How do you feel about making demands when it comes to how others need to start serving you better?
My Story. It seems, I seem, so foolish. I'm a Baby Boomer, first person in my family to get a tertiary education, but also married early and had three kids between September 1977 and September 1980, so my 20s and 30s were busy. I returned to work in 1982, part time, and then changed jobs, but not my profession, I just worked in different sectors.I was never really happy or satisfied with my work of family life. My husband was (is) a good man but he is 7 years older than and we sometimes seemed a generation apart. I always wanted to be a writer and I 'dabbled', doing some classes and workshops ... and I love learning. I have an insatiable desire to work out the world by trying to use my brain. I went back to Uni in 2004 (creative writing my dream) and went to PhD level but
while working on that I left my 32 year marriage (my kids were devastated). For two years lived alone and, apart from the grieving process I was in my element. Then I met a man, also creative, and very talented and we ended up going to the theatre together, moving in together, buying a house together and going to Europe in 2017. But when we returned I discovered he'd was having an 'emotional affair' with a woman 40 years his junior. The saga of her (obvious) rejection of him, his breakdown when she blocked him on social media, and the threat to his considerable reputation meant I became his designated 'carer', effectively caring for someone grieving the loss of a very dodgy 'relationship' He's gaslighted me, manipulated me emotionally, and I wish I could simply walk away but I don't want to lose 'our' house (I paid for half of it upfront), I am frightened of being homeless and just really angry and depressed by the unfairness of it all. I've been so down for the last 3 years I've lost friends of 40 and 50 years and feel really flat a lot of the time. Thank you all, again, for sharing your stories. I am sorry I can't reply to all of you ....
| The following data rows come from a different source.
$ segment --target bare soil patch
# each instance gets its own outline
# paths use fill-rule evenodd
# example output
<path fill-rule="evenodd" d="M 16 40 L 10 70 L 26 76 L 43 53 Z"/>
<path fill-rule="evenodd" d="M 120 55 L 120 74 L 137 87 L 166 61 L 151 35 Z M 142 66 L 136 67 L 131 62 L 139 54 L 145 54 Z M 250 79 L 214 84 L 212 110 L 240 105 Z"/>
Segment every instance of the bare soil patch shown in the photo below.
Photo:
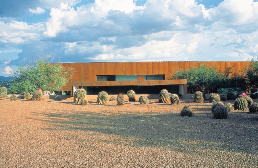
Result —
<path fill-rule="evenodd" d="M 84 106 L 71 99 L 0 100 L 0 165 L 258 167 L 257 114 L 234 111 L 217 120 L 207 101 L 181 100 Z M 186 105 L 194 116 L 180 116 Z"/>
Hi There. No one has said I have warmth to me before, it is a strange but nice notion. I guess I started caring for others when I was very young. my mother suffered from depression, but refused to seek help.I was either walking on eggshells around her or looking after her when she was, as she called it, 'upset'. So looking after people is ingrained. And so, making demands of others feels out of character, dangerous (my mother often blamed me for causing her 'upsets') and asking for trouble. Given the reason, as described in my story, why I am depressed means my 'demanding' my partner stop seeing this 'friend' for coffee and not texting her all the time resulted in me feeling as if (as he told me time and again) that I was the problem. I wasn't the problem, I am not the problem. I need to say that to myself until it sinks in ...
Thank you for sharing your story.
I'm so sorry for your experience. It must be very hard for you. But I believe that you're right, you were not the problem, you are not the problem. You're just a very kind person, this shouldn't be a problem anyway.
You mentioned that you couldn't leave your partner, because you're worried about being homeless. Are you still with him now? What's your current status?
You used to be very brave in chasing your dream, which is to become a writer. What I want to say is, it's never too late to do so. We always need some light in our lives, getting back to our initial dreams may be the best way.